Monday, January 27, 2014

Soldiers wear helmets

On a day of snow squalls I sit in a warm house, perusing the Internet. Lots of signs of progress there, reports of improvements in cycling infrastructure in city after city; studies showing how urban cycling improves the human condition; articles about fashion designers catering to the city rider, and about the fun, genteel experience of urban transportation cycling. Helmets? We don't need or want them They're actually harmful and brand you as a geek. Upright bikes for people, not bent-over torture rigs for racers, are the finest expression of pedal power integrated into normal life.

I see little acknowledgment of the riders who preceded this incipient golden age. With or without helmets we used the streets. We asserted bicyclists' rights. We supported the nascent bike advocacy movement and we kept riding. The heroes of that age might be known and celebrated, names like Forester and Oberstar. Frankly I did not read much about riding. I just rode and developed my own techniques and opinions. Immature and undisciplined (which I remain), I did not get involved in the details of legislation. When I heard of an opportunity to chime in I did. Otherwise I was out on the road.

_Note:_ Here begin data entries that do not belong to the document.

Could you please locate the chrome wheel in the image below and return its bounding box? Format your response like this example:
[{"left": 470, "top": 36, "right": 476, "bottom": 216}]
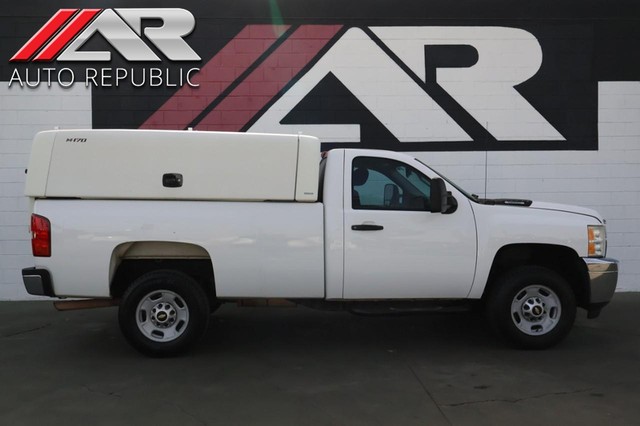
[
  {"left": 136, "top": 290, "right": 190, "bottom": 342},
  {"left": 510, "top": 285, "right": 561, "bottom": 336}
]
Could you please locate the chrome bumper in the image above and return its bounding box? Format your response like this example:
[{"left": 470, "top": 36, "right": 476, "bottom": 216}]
[{"left": 584, "top": 258, "right": 618, "bottom": 304}]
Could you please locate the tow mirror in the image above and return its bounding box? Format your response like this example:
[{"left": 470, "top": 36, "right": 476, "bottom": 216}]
[{"left": 430, "top": 178, "right": 457, "bottom": 214}]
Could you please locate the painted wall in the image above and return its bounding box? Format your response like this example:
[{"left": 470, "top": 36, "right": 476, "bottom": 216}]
[
  {"left": 0, "top": 1, "right": 638, "bottom": 298},
  {"left": 0, "top": 84, "right": 91, "bottom": 299}
]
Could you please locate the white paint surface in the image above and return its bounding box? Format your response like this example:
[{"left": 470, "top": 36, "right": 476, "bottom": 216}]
[
  {"left": 31, "top": 199, "right": 325, "bottom": 299},
  {"left": 26, "top": 130, "right": 319, "bottom": 202}
]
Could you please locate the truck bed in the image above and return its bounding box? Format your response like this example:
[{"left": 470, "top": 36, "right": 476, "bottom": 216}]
[{"left": 33, "top": 199, "right": 325, "bottom": 298}]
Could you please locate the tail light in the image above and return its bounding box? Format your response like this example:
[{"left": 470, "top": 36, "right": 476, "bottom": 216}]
[{"left": 31, "top": 214, "right": 51, "bottom": 257}]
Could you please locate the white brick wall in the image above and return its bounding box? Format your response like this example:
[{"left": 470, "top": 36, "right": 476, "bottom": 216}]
[
  {"left": 0, "top": 81, "right": 637, "bottom": 298},
  {"left": 0, "top": 84, "right": 91, "bottom": 300},
  {"left": 416, "top": 81, "right": 640, "bottom": 291}
]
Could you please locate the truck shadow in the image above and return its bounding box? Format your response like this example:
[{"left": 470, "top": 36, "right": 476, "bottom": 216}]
[
  {"left": 39, "top": 302, "right": 621, "bottom": 363},
  {"left": 203, "top": 304, "right": 498, "bottom": 355}
]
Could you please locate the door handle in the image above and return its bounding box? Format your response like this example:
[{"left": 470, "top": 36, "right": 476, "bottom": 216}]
[{"left": 351, "top": 224, "right": 384, "bottom": 231}]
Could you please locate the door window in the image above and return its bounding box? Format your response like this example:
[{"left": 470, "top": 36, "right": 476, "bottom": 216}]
[{"left": 352, "top": 157, "right": 431, "bottom": 210}]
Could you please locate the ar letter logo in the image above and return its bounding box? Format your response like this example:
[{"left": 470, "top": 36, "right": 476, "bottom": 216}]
[
  {"left": 11, "top": 8, "right": 200, "bottom": 62},
  {"left": 250, "top": 27, "right": 565, "bottom": 143}
]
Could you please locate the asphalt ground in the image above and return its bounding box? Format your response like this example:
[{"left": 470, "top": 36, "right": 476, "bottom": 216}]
[{"left": 0, "top": 294, "right": 639, "bottom": 426}]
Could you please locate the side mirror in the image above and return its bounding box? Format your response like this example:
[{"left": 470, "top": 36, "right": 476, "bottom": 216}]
[{"left": 430, "top": 178, "right": 457, "bottom": 214}]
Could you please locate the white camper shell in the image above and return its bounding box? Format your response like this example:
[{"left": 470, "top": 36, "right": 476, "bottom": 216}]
[{"left": 25, "top": 130, "right": 321, "bottom": 202}]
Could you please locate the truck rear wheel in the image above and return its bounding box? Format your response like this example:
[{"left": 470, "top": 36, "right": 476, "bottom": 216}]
[
  {"left": 119, "top": 270, "right": 210, "bottom": 357},
  {"left": 486, "top": 266, "right": 576, "bottom": 349}
]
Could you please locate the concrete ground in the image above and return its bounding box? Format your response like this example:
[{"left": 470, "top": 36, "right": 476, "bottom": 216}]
[{"left": 0, "top": 294, "right": 639, "bottom": 426}]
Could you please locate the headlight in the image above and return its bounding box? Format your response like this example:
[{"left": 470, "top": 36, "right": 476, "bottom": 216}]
[{"left": 588, "top": 225, "right": 606, "bottom": 257}]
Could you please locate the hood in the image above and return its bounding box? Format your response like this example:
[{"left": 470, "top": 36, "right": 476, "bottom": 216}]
[{"left": 529, "top": 201, "right": 603, "bottom": 222}]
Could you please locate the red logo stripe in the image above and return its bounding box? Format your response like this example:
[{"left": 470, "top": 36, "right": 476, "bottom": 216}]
[
  {"left": 33, "top": 9, "right": 101, "bottom": 62},
  {"left": 196, "top": 25, "right": 343, "bottom": 132},
  {"left": 10, "top": 9, "right": 78, "bottom": 62},
  {"left": 140, "top": 25, "right": 290, "bottom": 130}
]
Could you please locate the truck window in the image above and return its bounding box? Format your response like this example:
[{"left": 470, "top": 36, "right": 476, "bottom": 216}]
[{"left": 352, "top": 157, "right": 431, "bottom": 211}]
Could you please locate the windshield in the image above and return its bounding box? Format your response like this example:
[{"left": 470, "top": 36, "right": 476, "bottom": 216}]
[{"left": 414, "top": 159, "right": 477, "bottom": 202}]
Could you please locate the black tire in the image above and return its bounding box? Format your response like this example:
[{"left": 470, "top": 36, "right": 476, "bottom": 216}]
[
  {"left": 486, "top": 266, "right": 576, "bottom": 349},
  {"left": 210, "top": 302, "right": 222, "bottom": 314},
  {"left": 119, "top": 270, "right": 210, "bottom": 357}
]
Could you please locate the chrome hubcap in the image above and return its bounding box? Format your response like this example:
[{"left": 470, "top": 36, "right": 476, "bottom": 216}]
[
  {"left": 522, "top": 297, "right": 546, "bottom": 321},
  {"left": 136, "top": 290, "right": 189, "bottom": 342},
  {"left": 151, "top": 302, "right": 177, "bottom": 328},
  {"left": 511, "top": 285, "right": 561, "bottom": 336}
]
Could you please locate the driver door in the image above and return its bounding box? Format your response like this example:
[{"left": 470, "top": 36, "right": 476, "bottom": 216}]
[{"left": 343, "top": 151, "right": 477, "bottom": 299}]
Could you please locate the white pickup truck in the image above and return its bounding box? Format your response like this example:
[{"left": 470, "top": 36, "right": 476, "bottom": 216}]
[{"left": 22, "top": 129, "right": 618, "bottom": 356}]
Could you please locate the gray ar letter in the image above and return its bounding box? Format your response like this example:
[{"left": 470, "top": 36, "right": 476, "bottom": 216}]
[{"left": 116, "top": 8, "right": 201, "bottom": 61}]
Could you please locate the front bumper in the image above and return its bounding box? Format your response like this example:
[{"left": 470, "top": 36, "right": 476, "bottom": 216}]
[
  {"left": 584, "top": 258, "right": 618, "bottom": 303},
  {"left": 22, "top": 267, "right": 55, "bottom": 297},
  {"left": 583, "top": 258, "right": 618, "bottom": 318}
]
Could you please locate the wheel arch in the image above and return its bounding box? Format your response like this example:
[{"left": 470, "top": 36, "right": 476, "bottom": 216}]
[
  {"left": 109, "top": 241, "right": 217, "bottom": 306},
  {"left": 482, "top": 243, "right": 590, "bottom": 308}
]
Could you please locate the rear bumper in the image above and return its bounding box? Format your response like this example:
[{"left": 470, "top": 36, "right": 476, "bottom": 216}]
[{"left": 22, "top": 267, "right": 55, "bottom": 297}]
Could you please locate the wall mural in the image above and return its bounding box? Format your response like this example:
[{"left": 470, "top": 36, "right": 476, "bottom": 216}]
[
  {"left": 140, "top": 24, "right": 593, "bottom": 152},
  {"left": 3, "top": 2, "right": 637, "bottom": 152}
]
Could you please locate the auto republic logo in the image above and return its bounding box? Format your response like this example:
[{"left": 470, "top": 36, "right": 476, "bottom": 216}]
[{"left": 8, "top": 8, "right": 201, "bottom": 88}]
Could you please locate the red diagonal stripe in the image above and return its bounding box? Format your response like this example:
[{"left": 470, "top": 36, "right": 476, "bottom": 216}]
[
  {"left": 10, "top": 9, "right": 78, "bottom": 62},
  {"left": 33, "top": 9, "right": 101, "bottom": 62},
  {"left": 195, "top": 25, "right": 343, "bottom": 132},
  {"left": 140, "top": 25, "right": 290, "bottom": 130}
]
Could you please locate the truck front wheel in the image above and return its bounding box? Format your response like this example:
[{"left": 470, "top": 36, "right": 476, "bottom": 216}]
[
  {"left": 486, "top": 266, "right": 576, "bottom": 349},
  {"left": 118, "top": 270, "right": 210, "bottom": 357}
]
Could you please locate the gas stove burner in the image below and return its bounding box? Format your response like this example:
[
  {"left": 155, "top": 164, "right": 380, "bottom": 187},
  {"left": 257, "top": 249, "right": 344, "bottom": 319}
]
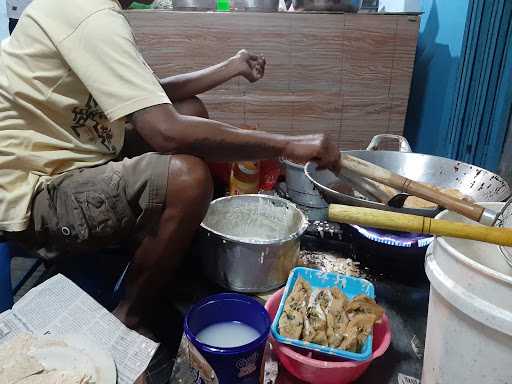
[{"left": 352, "top": 225, "right": 433, "bottom": 248}]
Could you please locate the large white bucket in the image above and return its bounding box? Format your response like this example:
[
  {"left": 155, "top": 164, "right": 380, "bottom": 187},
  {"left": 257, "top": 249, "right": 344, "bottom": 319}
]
[{"left": 423, "top": 203, "right": 512, "bottom": 384}]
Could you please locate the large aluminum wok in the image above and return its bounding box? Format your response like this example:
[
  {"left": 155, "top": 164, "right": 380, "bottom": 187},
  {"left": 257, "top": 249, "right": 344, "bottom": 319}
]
[{"left": 305, "top": 135, "right": 511, "bottom": 217}]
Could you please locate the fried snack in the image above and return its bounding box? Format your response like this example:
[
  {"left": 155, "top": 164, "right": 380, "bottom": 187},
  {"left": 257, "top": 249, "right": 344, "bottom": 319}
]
[
  {"left": 284, "top": 277, "right": 312, "bottom": 312},
  {"left": 330, "top": 287, "right": 348, "bottom": 308},
  {"left": 303, "top": 300, "right": 328, "bottom": 345},
  {"left": 279, "top": 277, "right": 311, "bottom": 339},
  {"left": 315, "top": 289, "right": 333, "bottom": 311},
  {"left": 403, "top": 186, "right": 473, "bottom": 209},
  {"left": 278, "top": 309, "right": 304, "bottom": 340},
  {"left": 339, "top": 314, "right": 377, "bottom": 352},
  {"left": 345, "top": 294, "right": 384, "bottom": 321},
  {"left": 326, "top": 287, "right": 349, "bottom": 348},
  {"left": 303, "top": 289, "right": 330, "bottom": 344}
]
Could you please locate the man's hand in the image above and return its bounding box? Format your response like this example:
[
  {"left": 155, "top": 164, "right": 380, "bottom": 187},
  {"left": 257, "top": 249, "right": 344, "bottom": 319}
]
[
  {"left": 283, "top": 134, "right": 341, "bottom": 173},
  {"left": 159, "top": 50, "right": 266, "bottom": 101},
  {"left": 235, "top": 49, "right": 266, "bottom": 83}
]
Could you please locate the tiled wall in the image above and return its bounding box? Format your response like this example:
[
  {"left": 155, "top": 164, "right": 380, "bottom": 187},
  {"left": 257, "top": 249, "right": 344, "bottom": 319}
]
[{"left": 126, "top": 11, "right": 419, "bottom": 149}]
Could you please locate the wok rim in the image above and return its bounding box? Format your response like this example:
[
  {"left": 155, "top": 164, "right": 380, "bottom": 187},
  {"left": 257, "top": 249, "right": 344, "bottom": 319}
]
[{"left": 305, "top": 151, "right": 511, "bottom": 217}]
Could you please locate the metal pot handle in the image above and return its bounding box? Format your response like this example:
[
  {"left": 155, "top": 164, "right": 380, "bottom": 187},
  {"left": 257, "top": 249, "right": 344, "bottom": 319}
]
[{"left": 367, "top": 134, "right": 412, "bottom": 153}]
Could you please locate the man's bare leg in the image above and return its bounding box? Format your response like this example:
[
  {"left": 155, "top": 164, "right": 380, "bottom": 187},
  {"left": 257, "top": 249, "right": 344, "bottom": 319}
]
[{"left": 113, "top": 154, "right": 213, "bottom": 329}]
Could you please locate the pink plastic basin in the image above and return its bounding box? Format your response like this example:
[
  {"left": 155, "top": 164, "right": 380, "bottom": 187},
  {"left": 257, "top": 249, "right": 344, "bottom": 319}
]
[{"left": 265, "top": 288, "right": 392, "bottom": 384}]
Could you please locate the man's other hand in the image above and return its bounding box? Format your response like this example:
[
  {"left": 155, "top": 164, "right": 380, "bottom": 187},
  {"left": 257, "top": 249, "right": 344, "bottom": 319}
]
[{"left": 235, "top": 49, "right": 266, "bottom": 83}]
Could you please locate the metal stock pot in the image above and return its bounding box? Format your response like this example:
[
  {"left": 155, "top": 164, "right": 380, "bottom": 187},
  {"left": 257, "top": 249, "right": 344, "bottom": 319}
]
[{"left": 199, "top": 194, "right": 308, "bottom": 293}]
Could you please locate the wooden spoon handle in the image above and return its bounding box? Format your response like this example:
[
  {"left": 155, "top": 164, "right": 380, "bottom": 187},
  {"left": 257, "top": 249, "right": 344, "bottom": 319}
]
[
  {"left": 328, "top": 205, "right": 512, "bottom": 246},
  {"left": 339, "top": 153, "right": 496, "bottom": 224}
]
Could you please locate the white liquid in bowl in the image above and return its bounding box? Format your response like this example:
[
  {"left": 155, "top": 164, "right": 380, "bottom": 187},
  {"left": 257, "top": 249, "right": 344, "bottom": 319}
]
[{"left": 196, "top": 321, "right": 261, "bottom": 348}]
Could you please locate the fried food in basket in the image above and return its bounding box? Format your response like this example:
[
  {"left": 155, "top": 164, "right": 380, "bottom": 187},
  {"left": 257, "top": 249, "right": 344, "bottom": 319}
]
[
  {"left": 279, "top": 280, "right": 384, "bottom": 353},
  {"left": 279, "top": 277, "right": 311, "bottom": 339}
]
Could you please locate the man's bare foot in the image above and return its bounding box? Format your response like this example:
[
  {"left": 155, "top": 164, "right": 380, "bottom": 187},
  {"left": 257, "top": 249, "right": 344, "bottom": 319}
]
[
  {"left": 112, "top": 302, "right": 160, "bottom": 346},
  {"left": 113, "top": 302, "right": 143, "bottom": 330}
]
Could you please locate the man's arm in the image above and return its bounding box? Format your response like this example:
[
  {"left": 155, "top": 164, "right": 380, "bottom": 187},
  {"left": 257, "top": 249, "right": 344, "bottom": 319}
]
[
  {"left": 131, "top": 104, "right": 340, "bottom": 170},
  {"left": 160, "top": 50, "right": 265, "bottom": 102}
]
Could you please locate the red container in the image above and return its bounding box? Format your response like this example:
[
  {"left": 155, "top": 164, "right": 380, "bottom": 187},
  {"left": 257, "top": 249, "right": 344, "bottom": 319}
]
[
  {"left": 265, "top": 288, "right": 392, "bottom": 384},
  {"left": 259, "top": 159, "right": 281, "bottom": 191}
]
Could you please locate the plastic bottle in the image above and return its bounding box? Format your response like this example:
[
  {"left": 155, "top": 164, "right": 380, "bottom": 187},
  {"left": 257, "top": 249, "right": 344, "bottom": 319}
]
[
  {"left": 229, "top": 161, "right": 260, "bottom": 195},
  {"left": 229, "top": 125, "right": 260, "bottom": 195}
]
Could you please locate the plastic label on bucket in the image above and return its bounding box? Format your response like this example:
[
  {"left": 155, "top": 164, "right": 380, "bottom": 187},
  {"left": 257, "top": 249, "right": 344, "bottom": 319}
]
[
  {"left": 180, "top": 337, "right": 219, "bottom": 384},
  {"left": 398, "top": 373, "right": 420, "bottom": 384},
  {"left": 235, "top": 352, "right": 258, "bottom": 378}
]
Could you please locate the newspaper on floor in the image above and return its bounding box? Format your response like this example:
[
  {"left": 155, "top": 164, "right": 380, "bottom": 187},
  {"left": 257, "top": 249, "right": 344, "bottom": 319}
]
[{"left": 0, "top": 274, "right": 158, "bottom": 384}]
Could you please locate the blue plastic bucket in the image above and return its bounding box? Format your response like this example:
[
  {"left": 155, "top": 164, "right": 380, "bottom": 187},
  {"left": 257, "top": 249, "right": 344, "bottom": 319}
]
[{"left": 184, "top": 293, "right": 271, "bottom": 384}]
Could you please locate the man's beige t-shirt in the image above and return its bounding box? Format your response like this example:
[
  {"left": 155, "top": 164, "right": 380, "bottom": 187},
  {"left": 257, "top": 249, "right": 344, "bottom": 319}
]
[{"left": 0, "top": 0, "right": 171, "bottom": 231}]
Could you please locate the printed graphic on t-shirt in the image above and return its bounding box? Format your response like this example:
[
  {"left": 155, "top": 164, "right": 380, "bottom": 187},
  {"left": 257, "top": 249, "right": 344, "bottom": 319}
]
[{"left": 71, "top": 94, "right": 116, "bottom": 153}]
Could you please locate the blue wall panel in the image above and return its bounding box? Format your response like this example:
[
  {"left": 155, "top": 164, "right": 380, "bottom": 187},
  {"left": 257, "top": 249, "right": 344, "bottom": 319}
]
[{"left": 404, "top": 0, "right": 469, "bottom": 156}]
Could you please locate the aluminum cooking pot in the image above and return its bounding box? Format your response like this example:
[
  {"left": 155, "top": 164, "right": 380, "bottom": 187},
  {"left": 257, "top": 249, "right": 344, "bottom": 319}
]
[
  {"left": 173, "top": 0, "right": 216, "bottom": 10},
  {"left": 231, "top": 0, "right": 279, "bottom": 11},
  {"left": 305, "top": 134, "right": 511, "bottom": 217},
  {"left": 293, "top": 0, "right": 362, "bottom": 11},
  {"left": 199, "top": 194, "right": 308, "bottom": 293},
  {"left": 283, "top": 159, "right": 328, "bottom": 209}
]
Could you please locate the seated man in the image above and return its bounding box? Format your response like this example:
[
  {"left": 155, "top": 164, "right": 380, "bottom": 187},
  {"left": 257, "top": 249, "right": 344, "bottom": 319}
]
[{"left": 0, "top": 0, "right": 339, "bottom": 341}]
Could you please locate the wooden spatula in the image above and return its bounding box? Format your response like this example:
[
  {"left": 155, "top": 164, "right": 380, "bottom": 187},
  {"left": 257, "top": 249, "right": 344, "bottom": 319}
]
[{"left": 329, "top": 204, "right": 512, "bottom": 246}]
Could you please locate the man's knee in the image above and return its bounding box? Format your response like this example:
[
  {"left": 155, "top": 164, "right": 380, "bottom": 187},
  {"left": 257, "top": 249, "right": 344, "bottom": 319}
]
[
  {"left": 173, "top": 96, "right": 209, "bottom": 119},
  {"left": 167, "top": 155, "right": 213, "bottom": 209}
]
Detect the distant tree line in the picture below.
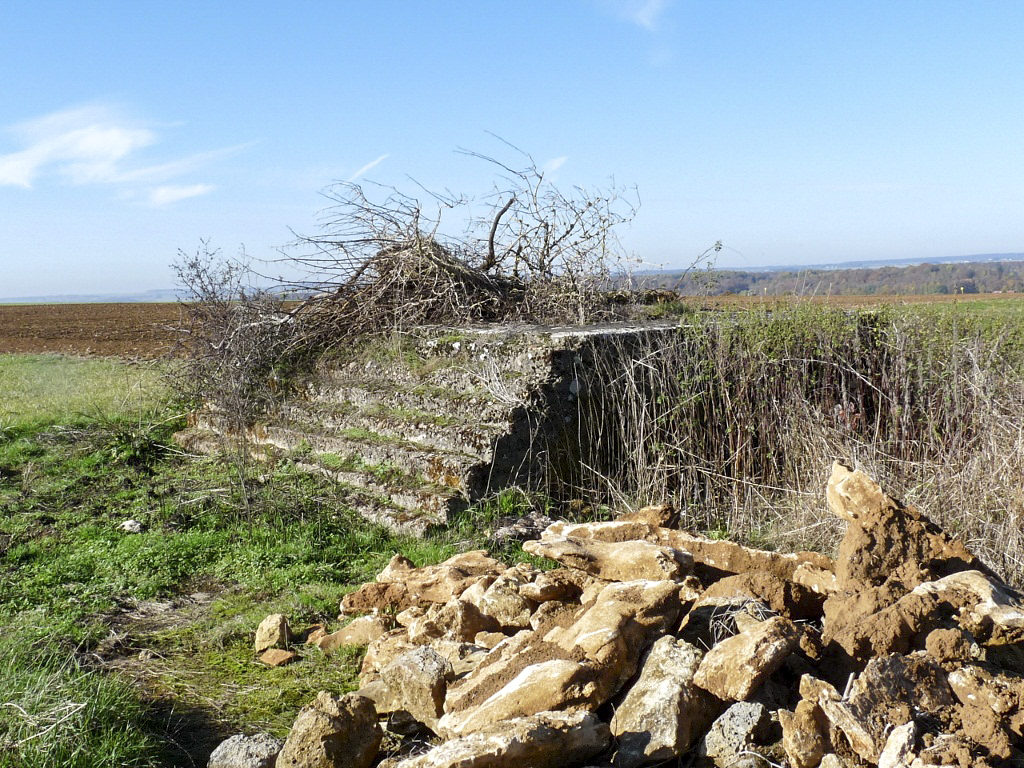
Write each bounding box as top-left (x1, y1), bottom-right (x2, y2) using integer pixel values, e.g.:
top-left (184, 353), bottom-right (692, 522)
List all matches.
top-left (655, 260), bottom-right (1024, 297)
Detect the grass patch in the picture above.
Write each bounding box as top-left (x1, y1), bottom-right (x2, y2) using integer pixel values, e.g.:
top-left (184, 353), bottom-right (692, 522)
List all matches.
top-left (0, 353), bottom-right (512, 766)
top-left (0, 613), bottom-right (163, 768)
top-left (0, 354), bottom-right (167, 432)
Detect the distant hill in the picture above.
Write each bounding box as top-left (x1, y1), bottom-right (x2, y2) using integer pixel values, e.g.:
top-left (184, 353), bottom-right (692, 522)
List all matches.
top-left (0, 288), bottom-right (180, 304)
top-left (639, 254), bottom-right (1024, 297)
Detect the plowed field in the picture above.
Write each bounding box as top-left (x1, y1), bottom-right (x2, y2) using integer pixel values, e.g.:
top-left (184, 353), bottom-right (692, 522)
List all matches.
top-left (0, 303), bottom-right (182, 358)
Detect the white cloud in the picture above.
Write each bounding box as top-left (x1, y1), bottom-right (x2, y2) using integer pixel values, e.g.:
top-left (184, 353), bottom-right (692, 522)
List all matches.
top-left (0, 106), bottom-right (155, 187)
top-left (596, 0), bottom-right (670, 31)
top-left (629, 0), bottom-right (669, 30)
top-left (0, 104), bottom-right (244, 205)
top-left (544, 156), bottom-right (568, 174)
top-left (346, 153), bottom-right (390, 182)
top-left (148, 184), bottom-right (215, 206)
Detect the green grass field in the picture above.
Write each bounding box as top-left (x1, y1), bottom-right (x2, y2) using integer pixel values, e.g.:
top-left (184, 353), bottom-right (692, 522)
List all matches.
top-left (0, 354), bottom-right (516, 767)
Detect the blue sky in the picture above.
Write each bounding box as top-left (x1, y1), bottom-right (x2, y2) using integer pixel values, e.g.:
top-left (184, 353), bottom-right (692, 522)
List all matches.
top-left (2, 1), bottom-right (1024, 298)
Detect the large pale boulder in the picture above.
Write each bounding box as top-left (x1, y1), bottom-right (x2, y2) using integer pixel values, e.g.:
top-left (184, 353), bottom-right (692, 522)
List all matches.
top-left (437, 658), bottom-right (601, 738)
top-left (694, 615), bottom-right (800, 701)
top-left (276, 692), bottom-right (381, 768)
top-left (523, 536), bottom-right (692, 582)
top-left (394, 710), bottom-right (609, 768)
top-left (610, 635), bottom-right (717, 767)
top-left (315, 615), bottom-right (389, 654)
top-left (380, 646), bottom-right (453, 733)
top-left (207, 733), bottom-right (283, 768)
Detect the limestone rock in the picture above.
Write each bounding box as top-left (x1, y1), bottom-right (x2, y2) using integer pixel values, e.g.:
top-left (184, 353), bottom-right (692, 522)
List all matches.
top-left (255, 613), bottom-right (290, 653)
top-left (259, 648), bottom-right (298, 667)
top-left (816, 654), bottom-right (954, 765)
top-left (700, 700), bottom-right (772, 762)
top-left (656, 528), bottom-right (833, 583)
top-left (779, 699), bottom-right (827, 768)
top-left (315, 615), bottom-right (389, 654)
top-left (380, 646), bottom-right (453, 732)
top-left (822, 585), bottom-right (946, 663)
top-left (407, 599), bottom-right (498, 645)
top-left (877, 722), bottom-right (918, 768)
top-left (377, 551), bottom-right (507, 603)
top-left (545, 579), bottom-right (683, 692)
top-left (519, 568), bottom-right (591, 603)
top-left (343, 551), bottom-right (506, 616)
top-left (277, 692), bottom-right (381, 768)
top-left (395, 710), bottom-right (609, 768)
top-left (438, 658), bottom-right (601, 738)
top-left (616, 502), bottom-right (678, 528)
top-left (360, 629), bottom-right (418, 685)
top-left (476, 567), bottom-right (535, 630)
top-left (544, 519), bottom-right (657, 542)
top-left (523, 535), bottom-right (691, 582)
top-left (699, 569), bottom-right (825, 621)
top-left (610, 635), bottom-right (716, 767)
top-left (207, 733), bottom-right (283, 768)
top-left (694, 615), bottom-right (800, 701)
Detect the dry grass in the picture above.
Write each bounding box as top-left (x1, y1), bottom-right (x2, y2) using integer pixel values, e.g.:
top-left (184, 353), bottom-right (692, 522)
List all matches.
top-left (541, 303), bottom-right (1024, 586)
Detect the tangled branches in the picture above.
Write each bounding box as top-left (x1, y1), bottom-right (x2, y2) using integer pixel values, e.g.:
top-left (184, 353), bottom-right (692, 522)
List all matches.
top-left (279, 143), bottom-right (640, 337)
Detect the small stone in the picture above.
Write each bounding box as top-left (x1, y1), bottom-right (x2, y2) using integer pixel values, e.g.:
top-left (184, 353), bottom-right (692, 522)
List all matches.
top-left (255, 613), bottom-right (290, 653)
top-left (701, 701), bottom-right (772, 761)
top-left (118, 519), bottom-right (144, 534)
top-left (207, 732), bottom-right (283, 768)
top-left (259, 649), bottom-right (297, 667)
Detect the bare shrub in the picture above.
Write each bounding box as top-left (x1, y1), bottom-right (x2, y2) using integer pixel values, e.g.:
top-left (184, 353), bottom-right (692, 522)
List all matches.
top-left (275, 142), bottom-right (641, 343)
top-left (171, 241), bottom-right (321, 431)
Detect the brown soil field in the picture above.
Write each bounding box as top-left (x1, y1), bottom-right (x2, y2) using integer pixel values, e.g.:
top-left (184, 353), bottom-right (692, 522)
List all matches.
top-left (0, 303), bottom-right (182, 358)
top-left (1, 293), bottom-right (1019, 360)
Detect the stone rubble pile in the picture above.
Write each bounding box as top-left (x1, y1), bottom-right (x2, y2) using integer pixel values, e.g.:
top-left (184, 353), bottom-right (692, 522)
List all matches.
top-left (214, 462), bottom-right (1024, 768)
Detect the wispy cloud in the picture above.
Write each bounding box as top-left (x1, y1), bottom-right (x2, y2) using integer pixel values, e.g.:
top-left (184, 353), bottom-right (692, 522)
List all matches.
top-left (598, 0), bottom-right (670, 31)
top-left (543, 156), bottom-right (568, 175)
top-left (0, 104), bottom-right (245, 205)
top-left (148, 184), bottom-right (215, 207)
top-left (630, 0), bottom-right (669, 30)
top-left (346, 153), bottom-right (390, 183)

Over time I developed the habit of wearing a helmet. I've had a thing or two bounced off my head, and many more objects aimed in its direction. The hard hat has deflected the missiles that made it. I know it won't save me in the event of a really hard smash, but the helmets soldiers wear won't stop a bullet, either.  The helmet is a little something you can do. And, in many real-world riding environments it is a realistic response to a riding venue that is anything but genteel.

Days and weeks go by in which nothing disturbs the rhythm of the daily ride. When incidents occur they may be isolated or in a cluster. I live where it would be very complicated and expensive to add a protected cycle way to every right of way. Such places are far more common than the ones now being eyed for or turned into transportation cycling Utopias. Even in Utopia the bliss runs in channels with reefs and schools of sharks in the surrounding waters.

The people who "aren't cyclists" and "just ride their bikes" owe more to the beat-up veterans than they may care to acknowledge. They owe the very fact that there was a nucleus from which to start to the continuing obstinacy of decades of riders who simply did not quit. We go where we want, hoping to blaze trails that many will follow. We endure hostility, indifference, carelessness, simply to keep bicyclists in the public eye, not in the media but through the damn windscreen, day after day. We're here, we pedal, get used to it.

Some of us die out there. It won't be the happy helmetless urbanite on the protected cycle track. And that's fine. But it will be other  riders on other roads to which we all have a right, keeping on in hope that the better world will reach that far some day.


Steve A said...

The only effective cycling education I received in my youth came from the Boy Scouts of America. Thirty years before I learned of Forester, at a time when LAW was inactive and all society needed to do was to build more freeways.

Steve A said...

Nice to be a veteran, eh?

cafiend said...

I value the perspective.

Jack said...

Couldn?t be written any better. Reading this post reminds me of my old room mate! He always kept talking about this. I will forward this article to him. Pretty sure he will have a good read. Thanks for sharing!

RANTWICK said...

Nice one, Cafiend. I liked it very much.